In [2]:
import census_api_util as api
from sqlalchemy import create_engine
import dbconfig
import pandas as pd
#test query_census_api function
In [3]:
engine = create_engine('postgresql://{conf.user}:{conf.password}@{conf.host}:5432/{conf.database}'.format(conf=dbconfig))
Look up columns for all tracts/block groups from 2010 decimal census (bunched in groups of 20 due to api quatas)
In [4]:
census_20 = api.query_census_api('census',39, '061','*','*',['H0030001', 'H0030002', 'H0030003', 'H0040002', 'H0040004', 'H0050002', 'H0060002', 'H0060003', 'H0060004', 'H0060005', 'H0060006', 'H0060007', 'H0060008', 'H0100001', 'H0130002', 'H0130003', 'H0130004', 'H0130005', 'H0130006', 'H0130007'], 2010, 'a6e317918af5d4097d792cabd992f41f2691b75e', verbose=True)
census_40 = api.query_census_api('census',39, '061','*','*',['H0130008', 'H0140002', 'H0140003', 'H0140004', 'H0140005', 'H0140006', 'H0140007', 'H0140008', 'H0140009', 'H0140010', 'H0140011', 'H0140012', 'H0140013', 'H0140014', 'H0140015', 'H0140016', 'H0140017', 'H0150001', 'H0150002', 'H0150003'], 2010, 'a6e317918af5d4097d792cabd992f41f2691b75e', verbose=True)
census_60 = api.query_census_api('census',39, '061','*','*',['H0150004', 'H0150005', 'H0150006', 'H0150007', 'H0190003', 'H0190004', 'H0190005', 'H0190006', 'H0190007', 'H0200002', 'H0200003', 'P0010001', 'P0030002', 'P0030003', 'P0030004', 'P0030005', 'P0030006', 'P0030007', 'P0030008', 'P0110001'], 2010, 'a6e317918af5d4097d792cabd992f41f2691b75e', verbose=True)
census_80 = api.query_census_api('census',39, '061','*','*',['P0120003', 'P0120004', 'P0120005', 'P0120006', 'P0120007', 'P0120008', 'P0120009', 'P0120010', 'P0120011', 'P0120012', 'P0120013', 'P0120014', 'P0120015', 'P0120016', 'P0120017', 'P0120018', 'P0120019', 'P0120020', 'P0120021', 'P0120022'], 2010, 'a6e317918af5d4097d792cabd992f41f2691b75e', verbose=True)

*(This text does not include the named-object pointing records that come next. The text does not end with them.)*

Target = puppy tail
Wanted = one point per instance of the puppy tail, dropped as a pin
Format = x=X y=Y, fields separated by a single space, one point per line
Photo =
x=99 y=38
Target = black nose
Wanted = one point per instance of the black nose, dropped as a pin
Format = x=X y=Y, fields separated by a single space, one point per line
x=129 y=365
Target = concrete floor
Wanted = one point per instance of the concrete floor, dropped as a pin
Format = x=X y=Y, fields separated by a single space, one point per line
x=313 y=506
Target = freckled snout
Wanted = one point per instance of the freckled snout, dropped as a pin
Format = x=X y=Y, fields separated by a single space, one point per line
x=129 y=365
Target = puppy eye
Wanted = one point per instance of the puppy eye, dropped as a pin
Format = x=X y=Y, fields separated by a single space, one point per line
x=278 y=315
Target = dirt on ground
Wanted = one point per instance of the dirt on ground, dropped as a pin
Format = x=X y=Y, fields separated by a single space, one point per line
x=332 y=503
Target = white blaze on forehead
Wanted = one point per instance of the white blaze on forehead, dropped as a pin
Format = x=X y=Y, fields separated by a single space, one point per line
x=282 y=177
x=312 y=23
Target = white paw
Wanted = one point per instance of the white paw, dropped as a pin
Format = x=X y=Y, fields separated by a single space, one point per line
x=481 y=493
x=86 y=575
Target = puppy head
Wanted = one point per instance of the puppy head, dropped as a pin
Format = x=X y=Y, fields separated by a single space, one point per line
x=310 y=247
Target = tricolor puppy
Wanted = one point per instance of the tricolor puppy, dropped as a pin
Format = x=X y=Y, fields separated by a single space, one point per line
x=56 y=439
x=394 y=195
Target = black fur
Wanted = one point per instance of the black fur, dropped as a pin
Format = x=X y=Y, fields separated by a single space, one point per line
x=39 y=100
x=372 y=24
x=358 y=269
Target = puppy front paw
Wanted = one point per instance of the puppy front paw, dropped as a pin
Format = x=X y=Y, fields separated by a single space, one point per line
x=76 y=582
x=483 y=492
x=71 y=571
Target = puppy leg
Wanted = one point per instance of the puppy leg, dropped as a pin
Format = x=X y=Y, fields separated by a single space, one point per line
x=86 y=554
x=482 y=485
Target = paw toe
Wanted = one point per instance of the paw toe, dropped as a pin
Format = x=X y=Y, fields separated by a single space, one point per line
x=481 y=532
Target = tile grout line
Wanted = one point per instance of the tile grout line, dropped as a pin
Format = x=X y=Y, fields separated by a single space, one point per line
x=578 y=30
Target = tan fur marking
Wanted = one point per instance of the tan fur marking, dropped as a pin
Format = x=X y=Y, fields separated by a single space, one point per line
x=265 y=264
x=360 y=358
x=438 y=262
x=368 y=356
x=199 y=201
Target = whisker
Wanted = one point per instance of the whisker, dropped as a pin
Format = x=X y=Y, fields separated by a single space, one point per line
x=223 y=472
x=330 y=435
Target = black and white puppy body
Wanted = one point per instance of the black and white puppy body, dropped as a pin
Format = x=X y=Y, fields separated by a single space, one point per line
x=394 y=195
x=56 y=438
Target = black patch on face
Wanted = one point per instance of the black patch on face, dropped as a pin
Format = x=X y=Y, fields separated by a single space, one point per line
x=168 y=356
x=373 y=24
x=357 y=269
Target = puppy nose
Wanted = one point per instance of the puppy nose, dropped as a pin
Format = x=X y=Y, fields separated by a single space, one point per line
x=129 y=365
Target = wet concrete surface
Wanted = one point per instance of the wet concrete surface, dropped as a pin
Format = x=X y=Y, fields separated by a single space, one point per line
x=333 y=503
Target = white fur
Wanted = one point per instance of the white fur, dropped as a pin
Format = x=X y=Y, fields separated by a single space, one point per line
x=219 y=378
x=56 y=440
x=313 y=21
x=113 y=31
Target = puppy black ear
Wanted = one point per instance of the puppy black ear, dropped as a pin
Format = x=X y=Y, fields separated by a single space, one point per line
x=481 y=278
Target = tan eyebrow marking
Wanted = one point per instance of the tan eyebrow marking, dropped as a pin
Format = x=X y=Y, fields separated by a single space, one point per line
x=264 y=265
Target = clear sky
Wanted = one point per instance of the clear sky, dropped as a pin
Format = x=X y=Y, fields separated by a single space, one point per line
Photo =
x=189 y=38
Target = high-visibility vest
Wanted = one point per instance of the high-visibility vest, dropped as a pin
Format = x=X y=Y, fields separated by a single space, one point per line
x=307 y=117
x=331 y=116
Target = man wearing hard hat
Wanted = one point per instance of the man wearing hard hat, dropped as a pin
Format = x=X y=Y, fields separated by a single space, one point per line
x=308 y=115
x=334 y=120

census_100 = api.query_census_api('census',39, '061','*','*',['P0120023', 'P0120024', 'P0120025', 'P0120026', 'P0120027', 'P0120028', 'P0120029', 'P0120030', 'P0120031', 'P0120032', 'P0120033', 'P0120034', 'P0120035', 'P0120036', 'P0120037', 'P0120038', 'P0120039', 'P0120040', 'P0120041', 'P0120042'], 2010, 'a6e317918af5d4097d792cabd992f41f2691b75e', verbose=True)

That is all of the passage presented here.